The Many Facets of Fassett
Since he began designing knitwear in the 1970s, Kaffe Fassett has helped put Rowan Yarns on the map, designed for Missoni and London designer Bill Gibb, and—most recently—for the Peruvian Collection catalog.

He is the first living textile artist to have a one-man show at the Victoria and Albert Museum (in 1988). Lately he has expanded his reach to include wallpapers, fabrics, and sets and costumes for the Royal Shakespeare Company.

Under the Covers
This book represents a distillation of some 30 years of Fassett's fiber career, with more than 190 of his most ingenious knitted color patterns photographed in swatch form and depicted in charts. With an artist's eye and yarn as his palette, Fassett paints intricate mosaics of color that dance before your eyes. He makes magic look easy.

Geometric Patterns
Fassett begins with geometric patterns—stripes, squares, triangles, diamonds, stars, and circles—that can often be easily committed to memory. This frees you up to experiment more with color without fear of losing your place in a chart.

If you're at a loss for how to apply these patterns to a design, Fassett recommends you begin with a long scarf sampler.

Freeflow Color
In the second chapter, Fassett breaks free with figurative patterns ranging from Mayan goddesses to flowers, fish, birds, cats, leaves, a Warhol-esque group of houses in different colors, and, my favorite, porcelain pots.

Charts
Here we get to the nitty gritty: the actual knitting charts for the designs. Almost all are completed in a simple stockinette stitch, and you'll quickly see that the designs themselves are relatively simple.

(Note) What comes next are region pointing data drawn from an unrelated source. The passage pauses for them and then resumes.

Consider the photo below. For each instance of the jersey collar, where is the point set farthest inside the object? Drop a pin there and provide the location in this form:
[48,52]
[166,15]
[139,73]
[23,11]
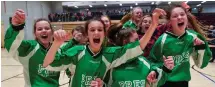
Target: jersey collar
[91,52]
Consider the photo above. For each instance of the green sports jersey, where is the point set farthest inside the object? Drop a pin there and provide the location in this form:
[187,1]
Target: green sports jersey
[90,66]
[181,48]
[30,53]
[130,24]
[134,74]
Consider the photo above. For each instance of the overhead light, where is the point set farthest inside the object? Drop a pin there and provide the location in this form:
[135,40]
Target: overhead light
[76,6]
[153,3]
[136,3]
[198,5]
[203,1]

Your own choice of colors is what adds to (or eliminates) the complexity.

Almost as valuable as the charts are the notes Fassett provides for each design. He writes in a personal, conversational tone as if he were right in your living room. All charts are clearly printed and easy to enlarge by photocopy so you can mark them up without ruining your copy of this beautiful book.

Principles of Color
The fourth chapter delves deeper into the underlying principles of designing with color, including an insightful explanation of Fassett's own approach.

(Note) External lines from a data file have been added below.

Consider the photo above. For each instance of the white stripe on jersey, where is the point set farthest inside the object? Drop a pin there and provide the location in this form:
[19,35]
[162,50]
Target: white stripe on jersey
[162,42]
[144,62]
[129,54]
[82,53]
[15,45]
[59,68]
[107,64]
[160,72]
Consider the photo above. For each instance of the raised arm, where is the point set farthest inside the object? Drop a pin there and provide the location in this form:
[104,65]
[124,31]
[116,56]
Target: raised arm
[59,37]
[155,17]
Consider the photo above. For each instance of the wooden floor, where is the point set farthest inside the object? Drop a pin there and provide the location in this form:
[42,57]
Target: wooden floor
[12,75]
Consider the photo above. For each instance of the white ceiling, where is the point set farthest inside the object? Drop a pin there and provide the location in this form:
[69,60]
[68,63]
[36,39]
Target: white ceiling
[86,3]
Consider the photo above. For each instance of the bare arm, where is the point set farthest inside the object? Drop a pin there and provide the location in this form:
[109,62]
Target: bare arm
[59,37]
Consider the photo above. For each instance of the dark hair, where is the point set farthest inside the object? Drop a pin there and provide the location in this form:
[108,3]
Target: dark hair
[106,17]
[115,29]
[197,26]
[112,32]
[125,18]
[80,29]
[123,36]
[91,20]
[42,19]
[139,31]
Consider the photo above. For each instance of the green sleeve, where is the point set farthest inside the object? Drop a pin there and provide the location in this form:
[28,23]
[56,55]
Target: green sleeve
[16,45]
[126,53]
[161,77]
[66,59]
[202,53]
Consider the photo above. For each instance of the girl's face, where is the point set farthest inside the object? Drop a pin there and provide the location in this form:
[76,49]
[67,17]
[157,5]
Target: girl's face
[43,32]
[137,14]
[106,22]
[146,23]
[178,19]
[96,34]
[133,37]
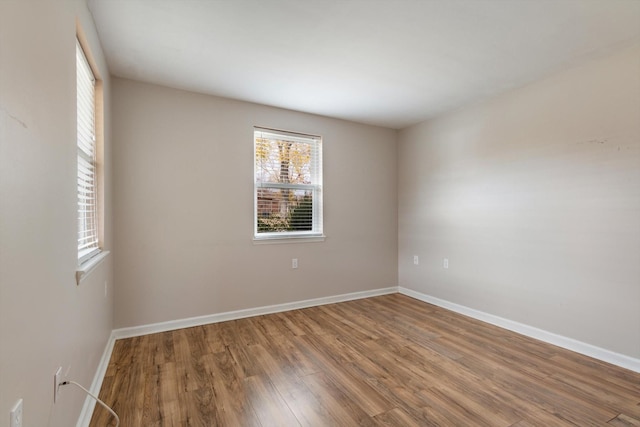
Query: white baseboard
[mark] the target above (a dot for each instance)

In choosing colors for your projects, he encourages you to look around you for inspiration—trees, flowers, paintings, porcelains, animals, you name it. He also gives some helpful tips on effective color combinations, showing one design in multiple colorways as an example.

The book ends with a brief explanation and illustration of the techniques you can use for your multicolored knitting.

A Must for Color Fans
My most prized used-bookstore find was a pristine hardback copy of Fassett's first book, Glorious Knitting. I've been a devoted fan ever since, although I lack the patience to embark upon any of his full-sized garment designs.

By separating color design from any particular garment, yarn, or needle size, Fassett has made a truly useful, flexible, and inspiring sourcebook that will get your creative juices flowing.